Disinilah program mendirikan Rumah Moderasi Beragama di kampus yang diinisiasi oleh Kementerian Agama menjadi relevan dan urgen. Program Rumah Moderasi Beragama di kampus ialah ikhtiar penting untuk membentengi civitas akademika dari pengaruh ideologi keagamaan transnasional yang memiliki kecenderungan anti-Pancasila dan anti-NKRI. Moderasi beragama menjadi elemen yang penting lantaran itulah salah satu senjata melawan paham radikal-ekstrem. Jika radikalisme dan ekstremisme diibaratkan sebagai racun, maka moderasi ialah penawarnya.

Hanya saja memang, harus diakui bahwa gagasan Rumah Moderasi Beragama di kampus ini kerapkali masih sebatas pada tahapan konseptual-wacana, belum menyentuh aksi-aksi nyata. Sejumlah Perguruan Tinggi Keagamaan Islam Negeri (PTKIN) memang telah membentuk satuan tugas yang menggawangi pendirian Rumah Moderasi Beragama. Sejumlah kampus Islam negeri pun beramai-ramai me-launching Rumah Moderasi Beragama. Namun, tampaknya belum ada strategi yang jelas ihwal bagaimana membumikan prinsip moderasi beragama di kalangan civitas akademika.
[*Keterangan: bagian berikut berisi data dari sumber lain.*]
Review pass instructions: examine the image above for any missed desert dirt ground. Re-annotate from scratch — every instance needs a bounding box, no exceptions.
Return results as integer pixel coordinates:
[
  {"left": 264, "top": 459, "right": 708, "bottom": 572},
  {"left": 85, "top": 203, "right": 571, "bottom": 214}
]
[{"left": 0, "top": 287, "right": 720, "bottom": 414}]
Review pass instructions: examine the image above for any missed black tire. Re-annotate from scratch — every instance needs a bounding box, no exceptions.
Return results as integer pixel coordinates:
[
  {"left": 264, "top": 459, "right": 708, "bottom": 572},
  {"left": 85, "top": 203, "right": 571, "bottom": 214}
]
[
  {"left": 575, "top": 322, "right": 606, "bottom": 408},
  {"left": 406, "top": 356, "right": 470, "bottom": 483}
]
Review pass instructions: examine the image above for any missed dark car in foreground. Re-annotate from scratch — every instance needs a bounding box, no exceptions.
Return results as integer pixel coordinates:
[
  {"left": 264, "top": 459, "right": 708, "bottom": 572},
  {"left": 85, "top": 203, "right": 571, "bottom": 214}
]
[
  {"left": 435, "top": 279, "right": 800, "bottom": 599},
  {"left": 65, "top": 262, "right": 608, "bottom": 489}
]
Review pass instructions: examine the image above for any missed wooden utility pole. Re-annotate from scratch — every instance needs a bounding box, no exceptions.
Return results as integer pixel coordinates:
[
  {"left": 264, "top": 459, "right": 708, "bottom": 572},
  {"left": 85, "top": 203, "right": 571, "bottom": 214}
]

Disinilah pentingnya peta jalan alias road map Rumah Moderasi Beragama di kampus. Peta jalan itu berfungsi sebagai semacam penuntun arah agar agenda moderasi beragama di kampus berjalan di atas jalur yang benar. Setidaknya ada tiga hal yang bisa dijadikan sebagai semacam peta jalan Rumah Moderasi Beragama di kampus.

Tiga Peta Jalan Moderasi Beragama di Kampus

Pertama, harus ada upaya konkret untuk melakukan deteksi dini radikalisme di kalangan civitas akademika. Rumah moderasi beragama bentukan kampus harus menjadi unit untuk menangkal potensi radikalisme di kampus, mulai dari mengenali gejala awal intoleransi dan munculnya gejala konservatisme dan ekstremisme beragama. Rumah moderasi beragama idealnya menjadi lembaga screening radikalisme-terorisme di kampus.

Kedua, harus ada tindakan nyata untuk membumikan prinsip Pancasila di kalangan civitas akademika. Saat ini, harus diakui bahwa Pancasila semakin kehilangan pamornya, termasuk di lingkungan kampus. Penetrasi ideologi keagamaan transnasionalisme yang mengampanyekan khilafah, negara Islam, dan sejenisnya menyumbang andil besar pada lunturnya pengalaman nilai Pancasila. Di titik ini, rumah moderasi beragama di kampus harus menjadi inisiator sekaligus inspirator penguatan nilai Pancasila.

Ketiga, dan ini yang paling penting, sesuai namanya, rumah moderasi beragama harus menjadi lokomotif bagi upaya mengembangkan kehidupan beragama yang inklusif, toleran, pluralis dan sesuai dengan prinsip dasar kebangsaan dan kemanusiaan. Ini artinya, kampus harus menjadi role model alias percontohan bagi masyarakat umum ihwal bagaimana mengelola kebinekaan dalam paradigm harmoni persatuan.

Dengan mewujudkan rumah moderasi beragama di kampus-kampus, kita patut optimis ekosistem perguruan tinggi yang adaptif pada nilai Pancasila akan terwujud. Efek lanjutannya, ialah kampus akan memiliki benteng imunitas untuk melawan virus-virus ideologi asing ant-NKRI dalam berbagai wujudnya. Mulai dari khilafahisme, daulahisme dan ideologi sejenis yang menghalalkan teror dan kekerasan demi mewujudkan kepentingan pragmatisnya.